Buy Now Before Musk Gets One
On its surface, this might read like billionaire banter. But beneath the spectacle lies something more textured about power, technological rivalry, and modern corporate gladiatorial conflict.
First, consider raw firepower. Musk’s net worth hovers near the trillion-dollar mark, dwarfing Ryanair’s roughly $30-billion market capitalization. He has a track record of turning jokes into landmark deals, most notably with his $44-billion acquisition of Twitter (now X). The purchase began with an offhand tweet years earlier.
I really want to put a Ryan in charge of Ryan Air. It is your destiny.
— Elon Musk (@elonmusk) January 19, 2026
O’Leary, by contrast, was briefly a billionaire once upon a time but slipped off the rich list as Ryanair’s share price retreated. His influence is immense in low-cost aviation circles, but by any metric he stands in Musk’s shadow in terms of financial clout and media reach.
So, is Musk seriously threatening a hostile takeover? The short answer is no. EU airline ownership rules mandate that carriers like Ryanair must be majority-owned by EU or EFTA nationals, effectively blocking any majority acquisition by a non-EU individual like Musk.

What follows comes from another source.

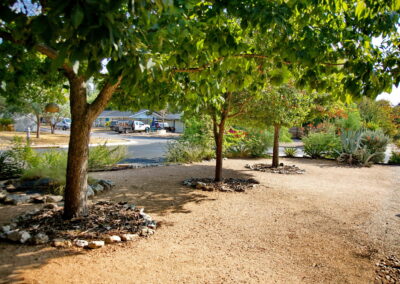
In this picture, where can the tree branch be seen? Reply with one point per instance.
(101, 101)
(205, 66)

This is not a liability but a regulatory reality that would stop a full takeover in its tracks. Ryan Air released a statement to this effect, joking (or are they) that the airline is launching a “Great Idiots” seat sale for the Tesla CEO. “Buy now before Musk gets one,” the statement read.

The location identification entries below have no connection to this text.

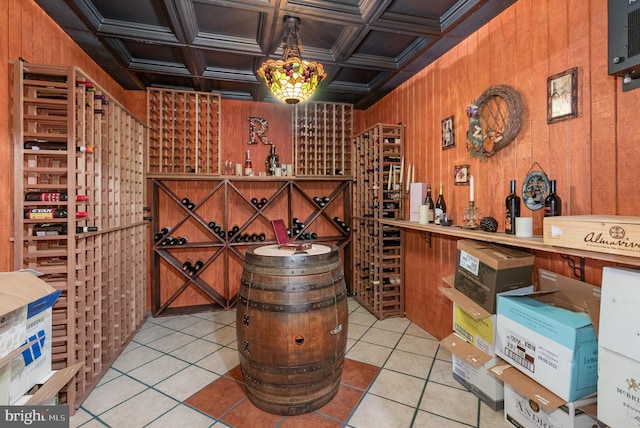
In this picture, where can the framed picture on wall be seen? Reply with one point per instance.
(461, 175)
(448, 136)
(562, 96)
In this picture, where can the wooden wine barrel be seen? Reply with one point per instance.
(291, 322)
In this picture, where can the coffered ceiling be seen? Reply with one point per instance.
(367, 47)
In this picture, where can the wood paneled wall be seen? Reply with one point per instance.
(592, 157)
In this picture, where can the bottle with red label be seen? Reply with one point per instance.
(52, 196)
(49, 213)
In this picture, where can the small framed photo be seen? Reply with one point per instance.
(448, 136)
(562, 96)
(461, 175)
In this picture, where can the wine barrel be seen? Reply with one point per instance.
(291, 323)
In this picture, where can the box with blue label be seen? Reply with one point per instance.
(483, 270)
(25, 310)
(550, 337)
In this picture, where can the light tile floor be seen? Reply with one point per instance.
(172, 358)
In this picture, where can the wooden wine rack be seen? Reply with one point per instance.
(378, 273)
(184, 132)
(227, 202)
(102, 274)
(322, 134)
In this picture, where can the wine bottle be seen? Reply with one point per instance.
(49, 213)
(52, 196)
(57, 229)
(248, 166)
(440, 207)
(428, 201)
(552, 203)
(44, 145)
(273, 161)
(84, 149)
(513, 210)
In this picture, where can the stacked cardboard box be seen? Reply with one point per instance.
(482, 272)
(549, 346)
(619, 348)
(25, 333)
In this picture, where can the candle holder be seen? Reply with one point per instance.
(470, 216)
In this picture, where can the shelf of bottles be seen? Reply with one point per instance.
(322, 134)
(184, 132)
(377, 248)
(74, 145)
(202, 228)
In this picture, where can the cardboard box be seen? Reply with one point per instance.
(483, 270)
(46, 392)
(618, 389)
(32, 328)
(470, 366)
(547, 339)
(417, 194)
(605, 234)
(619, 329)
(527, 404)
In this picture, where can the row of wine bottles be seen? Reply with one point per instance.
(54, 145)
(52, 196)
(50, 213)
(552, 206)
(191, 268)
(58, 229)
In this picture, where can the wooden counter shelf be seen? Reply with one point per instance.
(533, 243)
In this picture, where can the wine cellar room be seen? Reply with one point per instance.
(137, 187)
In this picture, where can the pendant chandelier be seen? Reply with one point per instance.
(291, 79)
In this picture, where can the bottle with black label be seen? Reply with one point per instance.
(513, 210)
(428, 201)
(52, 196)
(440, 207)
(248, 166)
(552, 203)
(273, 161)
(49, 213)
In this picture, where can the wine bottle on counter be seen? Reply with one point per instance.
(440, 207)
(248, 166)
(552, 203)
(49, 213)
(52, 196)
(513, 210)
(273, 161)
(428, 201)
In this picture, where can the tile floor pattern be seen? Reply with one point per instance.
(184, 371)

Ryanair responds to Elon’s constant jabs about buying the airline and put someone named Ryan as CEO
byu/HimelTy inEnoughMuskSpam
Sneaking Tactics
What’s far more plausible is that Musk’s comments are strategic theater — a way to puncture Ryanair’s brand with global attention and perhaps pressure the airline to reconsider Starlink on its own terms. In that sense, the “buy Ryanair” trope functions less like a genuine financial bid and more like a lever in the court of public opinion.
This pattern is not new for Musk. His public spats frequently mix provocation with market influence. Whether the subject is artificial intelligence regulation, electric vehicle subsidies, or free-speech debates on X, Musk often applies pressure via spectacle first and substance second. Observers have drawn parallels to the US president’s controversial playbook of strongarming perceived enemies into submission.

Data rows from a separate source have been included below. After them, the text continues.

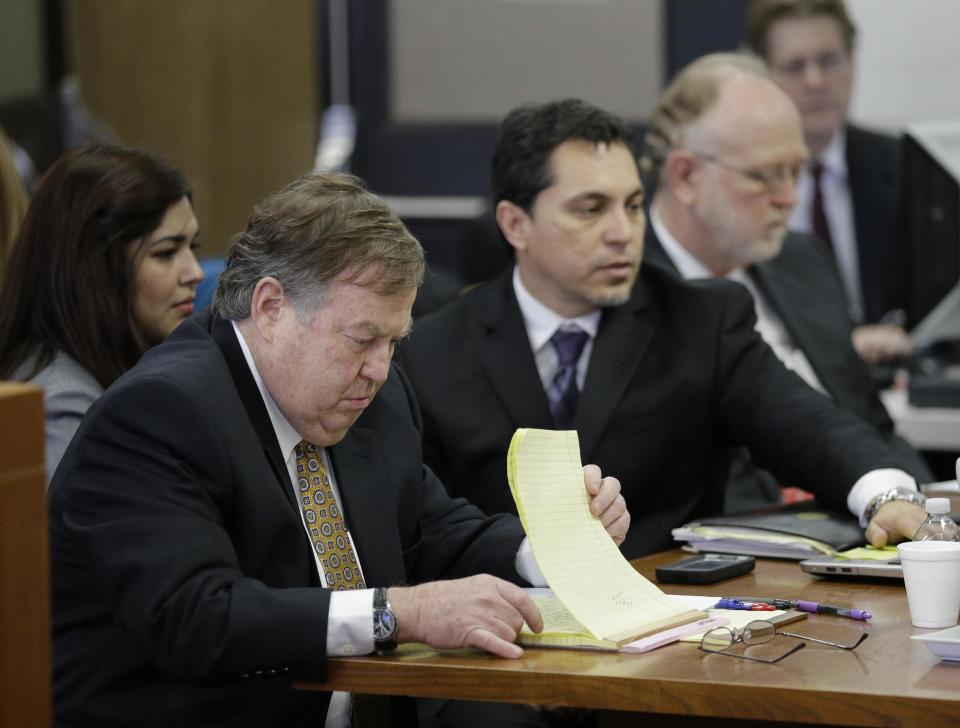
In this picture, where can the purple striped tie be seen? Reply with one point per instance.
(563, 393)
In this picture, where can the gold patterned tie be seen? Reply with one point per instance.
(324, 521)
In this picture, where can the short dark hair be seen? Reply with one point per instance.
(319, 226)
(762, 14)
(69, 283)
(530, 133)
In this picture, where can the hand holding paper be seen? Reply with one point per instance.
(606, 503)
(579, 559)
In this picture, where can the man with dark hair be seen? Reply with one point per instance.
(725, 145)
(660, 377)
(226, 508)
(850, 198)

Economically, the dispute underscores a broader tension between legacy business models and next-generation tech ambitions. Ryanair built its empire on efficiency, ultra-low costs, and nickel-and-dime pricing. Musk’s integrated Starlink narrative is about ubiquitous connectivity, premium service, and technological edge. These philosophies collide not just in rhetoric but in customer experience expectations.
A 2026 to Remember
Culturally, the Musk/O’Leary spat reflects something about 2026’s social media-shaped leadership dynamics. Corporate leaders now operate partly as influencers, partly as CEOs — their public personas inseparable from their strategic agendas. It raises wider questions about how business conflict, amplified by social platforms, changes public discourse and investor psychology.
In the end, the Musk–O’Leary saga is a fascinating fusion of personalities and power. Musk’s wealth gives him a megaphone that can turn a Wi-Fi disagreement into a global headline. O’Leary’s blunt retorts make him a folk hero to budget travelers.
Neither side will likely walk away unchanged. But whether this episode ends in real strategic shifts or merely serves as another chapter in billionaire performance art, it has already delivered one of the most entertaining business stories of the year.